Они вместе прошли Смитфилд и расстались на углу Барбикана. Он вовсе не собирался провести вечер в угрюмой комнате матери и вряд ли бы чувствовал себя более угнетенным и одиноким, если б находился в дикой пустыне. Он повернул на Олдерсгейт-стрит и медленно пошел к собору Святого Павла, чтобы выйти на какую-нибудь людную и шумную улицу, когда толпа народа набежала на него, и он посторонился, чтобы пропустить ее. Он заметил человеческую фигуру на носилках, устроенных наскоро из ставни или чего-то в этом роде, и по обрывкам разговора, по грязному узлу в руках одного из толпы, по грязной шляпе в руках другого догадался, что случилось какое-то несчастье. Носилки остановились подле фонаря: понадобилось что-то поправить, и толпа тоже остановилась.

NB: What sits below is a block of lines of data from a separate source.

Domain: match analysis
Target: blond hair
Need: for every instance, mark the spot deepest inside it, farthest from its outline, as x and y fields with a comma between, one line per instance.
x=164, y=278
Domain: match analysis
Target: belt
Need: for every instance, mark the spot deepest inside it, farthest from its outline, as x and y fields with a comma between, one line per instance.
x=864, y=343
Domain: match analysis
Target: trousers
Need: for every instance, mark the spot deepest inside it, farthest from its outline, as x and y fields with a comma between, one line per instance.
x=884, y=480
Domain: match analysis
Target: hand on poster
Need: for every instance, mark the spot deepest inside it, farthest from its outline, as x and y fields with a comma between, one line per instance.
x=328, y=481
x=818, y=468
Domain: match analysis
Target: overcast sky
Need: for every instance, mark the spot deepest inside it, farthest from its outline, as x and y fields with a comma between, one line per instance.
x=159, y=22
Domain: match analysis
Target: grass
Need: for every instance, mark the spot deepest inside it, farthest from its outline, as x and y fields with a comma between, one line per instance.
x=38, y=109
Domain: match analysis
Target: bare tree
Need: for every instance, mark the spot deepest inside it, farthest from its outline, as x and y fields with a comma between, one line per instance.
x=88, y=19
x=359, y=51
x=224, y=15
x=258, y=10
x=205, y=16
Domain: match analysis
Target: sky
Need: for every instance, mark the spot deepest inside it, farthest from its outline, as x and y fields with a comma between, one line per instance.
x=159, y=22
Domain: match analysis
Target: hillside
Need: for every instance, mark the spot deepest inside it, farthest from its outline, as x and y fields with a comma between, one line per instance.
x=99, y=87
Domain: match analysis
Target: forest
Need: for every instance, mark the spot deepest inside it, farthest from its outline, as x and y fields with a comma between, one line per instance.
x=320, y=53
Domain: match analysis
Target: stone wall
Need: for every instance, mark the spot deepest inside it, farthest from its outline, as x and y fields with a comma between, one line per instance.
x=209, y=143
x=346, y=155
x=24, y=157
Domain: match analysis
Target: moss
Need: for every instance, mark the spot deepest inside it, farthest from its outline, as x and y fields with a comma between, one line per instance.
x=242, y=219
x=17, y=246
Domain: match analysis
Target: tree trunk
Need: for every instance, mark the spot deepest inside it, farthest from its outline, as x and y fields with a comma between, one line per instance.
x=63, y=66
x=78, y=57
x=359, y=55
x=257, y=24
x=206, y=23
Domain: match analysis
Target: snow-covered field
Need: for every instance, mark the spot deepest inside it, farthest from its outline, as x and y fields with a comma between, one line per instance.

– Что это? С кем-нибудь случилось несчастье и его несут в госпиталь? – спросил Кленнэм какого-то старика, который стоял, покачивая головой.
– Да, – ответил тот, – все эти дилижансы! Стоило бы их притянуть к суду и хорошенько разделаться с ними! Они отмахивают по двенадцать-четырнадцать миль в час, эти дилижансы. Как они не убивают людей еще чаще, дилижансы-то эти!
– Надеюсь, что этот человек не убит.
– Не знаю, – сказал старик, – может быть, и не убит, но не потому, чтобы дилижансы не хотели этого. – Старик говорил, скрестив руки на груди и обращаясь со своей гневной речью против дилижансов ко всем, кто захочет слушать. Несколько голосов подтвердило это.
– Эти дилижансы, сэр, просто общественное зло, – сказал Кленнэму один голос.
– Я видел, как один из них чуть не задавил мальчишку вчера вечером, – сказал другой.
– Я видел, как один переехал кошку, а ведь это могла бы быть ваша родная мать, – сказал третий.
Смысл этих замечаний ясно показал, что если бы авторы их пользовались весом в обществе, то употребили бы его против дилижансов.
– Да, англичанин рискует каждый вечер лишиться жизни по милости дилижансов, – снова начал старик, – а ведь он знает, что они всегда готовы раздавить его в лепешку. Чего же ожидать бедняге иностранцу, который ничего о них не знает?